3. The Best Lived Life is One Lived With No Regrets
If we do everything to the best of our ability, if we try our hardest and leave everything on the table, if we take every opportunity to engage life, to experience life...then we will have no regrets at the end, when it is all said and done. We will be able to read through our stories with absolute satisfaction, knowing that we have written them in the best possible way.
This is Lie #3: There is no such thing as a life without regret.

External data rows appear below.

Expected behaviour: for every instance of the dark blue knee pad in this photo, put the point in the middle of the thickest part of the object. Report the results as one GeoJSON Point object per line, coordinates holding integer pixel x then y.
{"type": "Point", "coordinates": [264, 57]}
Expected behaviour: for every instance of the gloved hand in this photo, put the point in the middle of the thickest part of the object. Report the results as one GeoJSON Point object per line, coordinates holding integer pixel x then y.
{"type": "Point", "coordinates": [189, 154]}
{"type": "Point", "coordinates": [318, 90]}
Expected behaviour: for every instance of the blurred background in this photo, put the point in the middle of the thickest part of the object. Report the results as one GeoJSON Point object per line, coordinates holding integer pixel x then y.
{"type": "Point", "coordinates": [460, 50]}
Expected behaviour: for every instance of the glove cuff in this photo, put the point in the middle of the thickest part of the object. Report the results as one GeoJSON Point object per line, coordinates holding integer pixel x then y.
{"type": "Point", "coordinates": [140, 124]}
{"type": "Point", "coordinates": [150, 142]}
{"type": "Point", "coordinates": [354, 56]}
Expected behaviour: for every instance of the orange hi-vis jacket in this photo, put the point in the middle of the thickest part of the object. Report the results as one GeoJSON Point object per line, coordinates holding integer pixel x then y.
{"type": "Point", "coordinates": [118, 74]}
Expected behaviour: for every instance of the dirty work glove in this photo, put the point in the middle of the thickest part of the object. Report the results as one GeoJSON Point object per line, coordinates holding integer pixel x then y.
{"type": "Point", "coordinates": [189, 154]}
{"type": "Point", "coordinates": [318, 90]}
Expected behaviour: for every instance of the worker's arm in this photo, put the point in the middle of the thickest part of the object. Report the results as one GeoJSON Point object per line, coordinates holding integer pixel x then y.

Regret is inherent to the human condition. It is part of our makeup, intrinsic to us, interwoven into the fabric of our beings. This is not to say that we, as people, are regretful. Or that we constantly harp upon the past and wonder "what could have been" or "I wish I would've have done this or that differently." (Though I tend to find myself doing this more than I would like to admit). No, I would never advocate regret in this form of second-guessing and backtracking, for then its persistence in our lives would mean that happiness was altogether impossible.

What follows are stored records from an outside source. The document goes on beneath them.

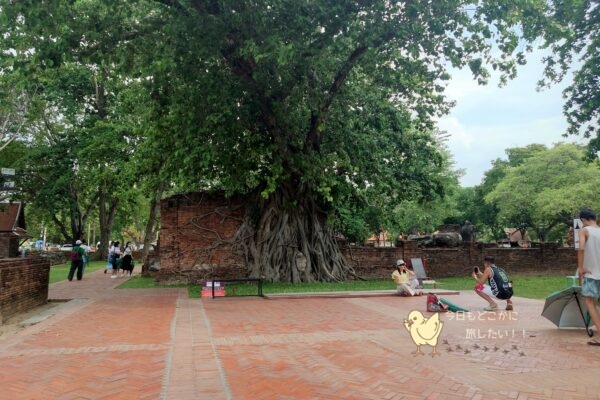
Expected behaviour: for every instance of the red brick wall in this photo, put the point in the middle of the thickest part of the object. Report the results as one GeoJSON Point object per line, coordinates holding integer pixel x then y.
{"type": "Point", "coordinates": [194, 235]}
{"type": "Point", "coordinates": [195, 229]}
{"type": "Point", "coordinates": [23, 284]}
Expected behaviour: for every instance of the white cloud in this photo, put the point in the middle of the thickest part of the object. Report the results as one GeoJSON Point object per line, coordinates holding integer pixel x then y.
{"type": "Point", "coordinates": [487, 119]}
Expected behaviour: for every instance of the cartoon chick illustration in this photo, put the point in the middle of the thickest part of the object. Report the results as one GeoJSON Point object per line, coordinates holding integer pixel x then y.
{"type": "Point", "coordinates": [424, 330]}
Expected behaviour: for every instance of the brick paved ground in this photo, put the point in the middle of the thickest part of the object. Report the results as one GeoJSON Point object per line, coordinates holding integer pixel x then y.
{"type": "Point", "coordinates": [157, 344]}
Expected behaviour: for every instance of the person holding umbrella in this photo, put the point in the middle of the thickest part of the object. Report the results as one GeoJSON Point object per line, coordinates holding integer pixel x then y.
{"type": "Point", "coordinates": [588, 265]}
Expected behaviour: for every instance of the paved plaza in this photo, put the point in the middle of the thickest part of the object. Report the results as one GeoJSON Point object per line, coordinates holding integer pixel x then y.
{"type": "Point", "coordinates": [107, 343]}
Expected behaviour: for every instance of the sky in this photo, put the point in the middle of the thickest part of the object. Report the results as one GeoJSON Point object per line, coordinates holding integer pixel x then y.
{"type": "Point", "coordinates": [487, 119]}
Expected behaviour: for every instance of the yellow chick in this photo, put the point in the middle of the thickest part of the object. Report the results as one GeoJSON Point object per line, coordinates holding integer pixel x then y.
{"type": "Point", "coordinates": [424, 330]}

We live with regret because life, as we experience it, is made up of choices, an infinite number of choices that begins accosting us when we are 2 years old and does not let up into we go to sleep for the last time. We must choose everything. We must choose our appearances, our schools, our lovers, our jobs, our attitudes, our beliefs, and our identities. We must make choices about what to eat that day, which way to turn at an intersection, whether to give money to a homeless man or not. We must choose one thing, one direction, one path. But because we choose, something always gets lost. Something is always not chosen.

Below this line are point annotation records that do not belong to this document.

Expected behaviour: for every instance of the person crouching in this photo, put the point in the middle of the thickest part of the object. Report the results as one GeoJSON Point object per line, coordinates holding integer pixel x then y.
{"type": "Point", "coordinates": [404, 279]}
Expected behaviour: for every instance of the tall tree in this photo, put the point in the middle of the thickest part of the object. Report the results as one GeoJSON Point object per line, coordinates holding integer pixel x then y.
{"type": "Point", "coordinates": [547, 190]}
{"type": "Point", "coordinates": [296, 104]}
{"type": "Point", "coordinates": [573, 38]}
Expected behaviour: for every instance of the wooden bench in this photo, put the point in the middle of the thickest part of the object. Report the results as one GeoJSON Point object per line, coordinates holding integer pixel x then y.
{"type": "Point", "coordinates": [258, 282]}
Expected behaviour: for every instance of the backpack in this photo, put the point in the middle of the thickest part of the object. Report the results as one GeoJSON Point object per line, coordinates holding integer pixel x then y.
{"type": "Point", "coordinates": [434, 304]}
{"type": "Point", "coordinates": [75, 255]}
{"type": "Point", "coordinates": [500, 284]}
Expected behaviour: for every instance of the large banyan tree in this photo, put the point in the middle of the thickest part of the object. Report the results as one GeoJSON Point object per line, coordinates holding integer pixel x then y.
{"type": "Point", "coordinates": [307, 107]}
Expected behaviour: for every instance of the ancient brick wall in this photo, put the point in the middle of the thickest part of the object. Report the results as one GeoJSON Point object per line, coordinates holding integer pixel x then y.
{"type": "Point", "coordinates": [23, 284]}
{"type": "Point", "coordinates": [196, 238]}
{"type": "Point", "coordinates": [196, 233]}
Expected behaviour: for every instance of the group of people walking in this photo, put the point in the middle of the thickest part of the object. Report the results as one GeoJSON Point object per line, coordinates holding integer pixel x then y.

Two paths diverged in a yellow wood...
Regret, by definition, denotes loss; a missing of something. For each choice we make, we miss out on something. Most of the time we make the decision that is obvious, the right decision, the decision that will yield us happiness or keep us safe or prevent us from getting food poisoning [a little mold never hurt anybody, right?]. But sometimes, we make the wrong decision. And sometimes, there is no right decision; sometimes, all options look equally valid. What then?
I realize, to most normal people, looking at life this way would be maddening. "You cannot possibly scrutinize every decision and try to play out how you think your life would go if you had chosen the other path, Jommy," you rationalize, because you are a rational person, "you will drive yourself insane." And I do. But the truth is, we all have questions about our lives, we all wonder where we would be if we would have chosen Door #2 instead of taking the money and calling it quits. I firmly believe that even the happiest people in the world still hear that faint whisper when the house is quiet and the moon is casting shadows in the dark blue midnight: what if...
It is not about living a life without regret, therefore, but learning to live with the regrets we have. We will have to make choices. We will not have time to do everything, to see everything, to experience everything this life has to offer us. We will choose to have children instead of travel the world; we will choose to have promising careers instead of starting rock bands in basements; we will choose to live in Phoenix or Baltimore. We cannot do it all, some things must be differed indefinitely.
Happiness is possible when we realize that regret is unavoidable, but that our regrets shape us as much as our choices. We are a product of all the things we have chosen to do and not to do. We must embrace our losses, and then learn to let them go (because loss is part of living and confirms that "yes, you are alive. Now, right now...this is life!").
We are all just trying to do the best that we can with what we have been given.